De acordo com Fábio Ferreira, professor de Robótica Educacional, Educação STEAM, Educação Maker e Pensamento Computacional no Colégio Cândido Portinari, esse método é capaz de englobar as 10 competências da Base Nacional Comum Curricular (BNCC)

  1. Conhecimento: obtido através da construção do robô que, mesmo sendo uma simulação da realidade, visa explorar ideias e conceitos de situações reais;
  2. Pensamento científico, crítico e criativo: impõe ao aluno uma alfabetização científica, estimula a criticidade e promove a transição do lúdico para o criativo;
  3. Repertório cultural: amplia os campos do conhecimento do abstrato para o concreto, através do contato com componentes diversos;
  4. Comunicação: incentiva o compartilhamento de descobertas, a partir das linguagens matemáticas e científicas;
  5. Cultura digital: apropriação constante das tecnologias e recursos digitais;
  6. Trabalho e projeto de vida: direcionamento os caminhos que trilham para o ensino superior/profissão direta e indiretamente;
  7. Argumentação: utilizada como base no desenvolvimento dos projetos;
  8. Autoconhecimento e autocuidado: a robótica possibilita um olhar para humanidade e autorreflexão; 
  9. Empatia e cooperação: é um ambiente de aprendizagem cooperativo e colaborativo, que requer a troca permanente, com aprendizagem aluno-aluno;
  10. Responsabilidade e cidadania: a ciência deve ser desenvolvida com consciência, através da reflexão sobre os dilemas éticos no desenvolvimento/utilização das tecnologias;

“O construcionismo presente na robótica permite uma aprendizagem prática que transcende a teoria, estabelecendo uma aprendizagem mais tangível, sendo assim mais significativa. Um aluno do 6º Ano que aprende noções de física, a exemplo da força de atrito, construíndo e programando um robô móvel que vai se deslocar sobre superfícies diferentes, percebendo o atrito gerado entre as superfícies, tende a ter mais facilidade em se aprofundar no assunto quando chegar no ensino médio. Mesmo não aprendendo conceitos e fórmulas, sua compreensão sobre este fenômeno torna o aprofundamento deste conhecimento mais orgânico e interessante”, explica Fábio Ferreira. 
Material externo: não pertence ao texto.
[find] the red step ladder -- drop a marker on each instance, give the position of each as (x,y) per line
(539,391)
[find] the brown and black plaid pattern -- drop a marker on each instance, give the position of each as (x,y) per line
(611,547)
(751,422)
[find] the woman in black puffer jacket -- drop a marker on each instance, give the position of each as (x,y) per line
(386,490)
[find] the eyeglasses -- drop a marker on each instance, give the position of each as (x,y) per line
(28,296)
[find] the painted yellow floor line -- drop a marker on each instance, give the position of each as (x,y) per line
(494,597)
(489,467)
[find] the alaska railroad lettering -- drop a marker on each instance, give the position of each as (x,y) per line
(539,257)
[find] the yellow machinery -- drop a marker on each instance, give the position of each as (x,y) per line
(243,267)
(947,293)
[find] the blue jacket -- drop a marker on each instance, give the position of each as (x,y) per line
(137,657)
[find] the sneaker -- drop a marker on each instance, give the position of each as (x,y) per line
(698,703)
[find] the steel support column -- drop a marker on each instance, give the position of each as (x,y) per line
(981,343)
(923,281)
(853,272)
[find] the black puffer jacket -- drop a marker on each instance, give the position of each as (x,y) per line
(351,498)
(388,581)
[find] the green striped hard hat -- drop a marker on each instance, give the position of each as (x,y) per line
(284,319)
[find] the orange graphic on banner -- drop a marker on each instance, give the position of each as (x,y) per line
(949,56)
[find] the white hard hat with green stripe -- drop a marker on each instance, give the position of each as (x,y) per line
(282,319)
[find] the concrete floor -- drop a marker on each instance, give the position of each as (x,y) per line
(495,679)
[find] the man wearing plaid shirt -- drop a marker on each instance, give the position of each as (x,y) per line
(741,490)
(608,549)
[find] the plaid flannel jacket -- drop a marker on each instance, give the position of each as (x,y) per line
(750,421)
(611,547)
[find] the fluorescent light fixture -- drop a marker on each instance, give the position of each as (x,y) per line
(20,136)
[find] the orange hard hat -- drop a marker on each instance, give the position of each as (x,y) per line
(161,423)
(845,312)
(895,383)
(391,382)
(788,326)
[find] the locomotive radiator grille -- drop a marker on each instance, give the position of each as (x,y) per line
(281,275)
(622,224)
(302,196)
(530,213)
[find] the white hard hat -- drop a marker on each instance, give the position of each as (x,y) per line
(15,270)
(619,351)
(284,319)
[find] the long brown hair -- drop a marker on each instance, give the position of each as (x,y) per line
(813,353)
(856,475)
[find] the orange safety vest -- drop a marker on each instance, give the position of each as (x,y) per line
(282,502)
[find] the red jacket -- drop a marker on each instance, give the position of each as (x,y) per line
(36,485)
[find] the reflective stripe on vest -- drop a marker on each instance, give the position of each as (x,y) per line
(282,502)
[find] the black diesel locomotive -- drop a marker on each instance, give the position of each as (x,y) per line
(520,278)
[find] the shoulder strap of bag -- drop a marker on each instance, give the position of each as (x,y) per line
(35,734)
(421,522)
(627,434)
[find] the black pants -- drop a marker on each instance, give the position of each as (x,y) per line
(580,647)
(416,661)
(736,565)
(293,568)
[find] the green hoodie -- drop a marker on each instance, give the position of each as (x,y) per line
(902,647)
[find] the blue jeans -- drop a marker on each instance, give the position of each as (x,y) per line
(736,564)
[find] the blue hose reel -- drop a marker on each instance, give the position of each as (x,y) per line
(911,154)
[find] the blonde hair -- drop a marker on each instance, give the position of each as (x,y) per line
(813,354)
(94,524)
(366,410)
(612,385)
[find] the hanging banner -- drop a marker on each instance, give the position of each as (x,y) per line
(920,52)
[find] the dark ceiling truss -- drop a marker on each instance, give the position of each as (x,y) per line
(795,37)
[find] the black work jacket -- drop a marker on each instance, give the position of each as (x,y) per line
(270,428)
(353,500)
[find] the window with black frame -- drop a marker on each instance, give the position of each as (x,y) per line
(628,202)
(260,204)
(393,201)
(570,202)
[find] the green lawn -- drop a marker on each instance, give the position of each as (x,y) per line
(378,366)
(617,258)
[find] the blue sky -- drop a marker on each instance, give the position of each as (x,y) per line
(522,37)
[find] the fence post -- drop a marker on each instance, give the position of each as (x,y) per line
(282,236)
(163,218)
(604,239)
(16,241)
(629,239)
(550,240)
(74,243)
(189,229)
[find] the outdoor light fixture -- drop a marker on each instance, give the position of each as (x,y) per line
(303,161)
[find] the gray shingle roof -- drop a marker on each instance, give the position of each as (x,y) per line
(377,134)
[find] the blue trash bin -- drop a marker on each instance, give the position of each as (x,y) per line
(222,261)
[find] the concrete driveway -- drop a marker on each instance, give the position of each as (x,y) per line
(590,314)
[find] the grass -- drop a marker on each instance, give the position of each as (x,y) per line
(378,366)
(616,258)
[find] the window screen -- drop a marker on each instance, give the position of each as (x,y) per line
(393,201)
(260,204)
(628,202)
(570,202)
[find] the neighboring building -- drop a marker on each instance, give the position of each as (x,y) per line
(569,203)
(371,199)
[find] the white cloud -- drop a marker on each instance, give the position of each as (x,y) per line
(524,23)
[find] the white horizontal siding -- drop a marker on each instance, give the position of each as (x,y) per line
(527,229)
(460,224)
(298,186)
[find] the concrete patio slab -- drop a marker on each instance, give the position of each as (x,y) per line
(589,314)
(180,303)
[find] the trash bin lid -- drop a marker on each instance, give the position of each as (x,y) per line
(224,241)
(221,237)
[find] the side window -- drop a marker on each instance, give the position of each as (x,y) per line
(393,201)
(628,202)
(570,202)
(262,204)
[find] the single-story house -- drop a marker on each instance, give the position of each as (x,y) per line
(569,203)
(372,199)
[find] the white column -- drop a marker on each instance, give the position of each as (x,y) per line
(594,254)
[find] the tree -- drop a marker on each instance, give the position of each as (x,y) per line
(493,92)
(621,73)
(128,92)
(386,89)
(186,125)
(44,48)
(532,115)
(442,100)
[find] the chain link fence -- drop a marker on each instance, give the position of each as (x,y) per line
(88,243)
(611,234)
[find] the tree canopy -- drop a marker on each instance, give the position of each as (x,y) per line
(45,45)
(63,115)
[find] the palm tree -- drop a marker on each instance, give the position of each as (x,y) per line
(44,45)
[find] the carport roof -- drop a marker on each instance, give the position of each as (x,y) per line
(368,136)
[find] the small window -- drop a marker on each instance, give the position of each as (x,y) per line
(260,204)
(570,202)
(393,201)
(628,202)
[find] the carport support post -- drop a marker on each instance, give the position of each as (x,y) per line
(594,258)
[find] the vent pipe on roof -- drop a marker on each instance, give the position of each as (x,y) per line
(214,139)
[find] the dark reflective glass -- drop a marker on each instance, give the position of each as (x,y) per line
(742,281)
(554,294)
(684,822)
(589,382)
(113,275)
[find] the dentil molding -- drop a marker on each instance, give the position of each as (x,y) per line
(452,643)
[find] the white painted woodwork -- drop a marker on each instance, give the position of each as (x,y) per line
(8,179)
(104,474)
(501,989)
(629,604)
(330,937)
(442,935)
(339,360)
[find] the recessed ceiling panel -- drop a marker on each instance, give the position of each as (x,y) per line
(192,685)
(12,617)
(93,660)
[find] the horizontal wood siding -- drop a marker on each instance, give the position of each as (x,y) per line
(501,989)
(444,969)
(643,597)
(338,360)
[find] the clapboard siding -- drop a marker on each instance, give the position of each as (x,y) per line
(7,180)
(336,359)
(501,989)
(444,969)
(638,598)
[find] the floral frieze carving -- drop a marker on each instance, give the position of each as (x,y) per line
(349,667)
Por se tratar de uma disciplina vasta, pode ser vinculada a outras matérias do ensino regular a partir dos 8 anos de idade. A OBR (Olimpíada Brasileira de Robótica), atualmente organizada pela UNICAMP em parceria com outras instituições, como o SESI, conta com alunos do 1º ano do Ensino Fundamental ao 9º ano do Ensino Médio, com até 19 anos. Os estudantes podem se inscrever em duas modalidades, teórica e prática, competindo individualmente e em grupo, tanto de forma presencial quanto online, com robôs e provas digitais. 

Relativamente nova no Brasil, a robótica educacional precisa ser desmistificada, esclarece o professor Alexandre Lasthaus. Ele enfatiza a importância de maior divulgação da disciplina por parte dos docentes, tornando as aulas mais atrativas e divertidas. “Ensinar robótica não é apenas entregar um saco com peças nas mãos do aluno e pedir que siga o manual de montagem e pronto. É a mesma coisa que dizer que um marceneiro consegue aprender a profissão apenas seguindo instruções de montagem de móveis. O objetivo final não é construir um robô, mas sim usar essa construção como meio para se trabalhar no aluno conceitos e habilidades como raciocínio, lógica e resolução de problemas, servindo como apoio às outras disciplinas.”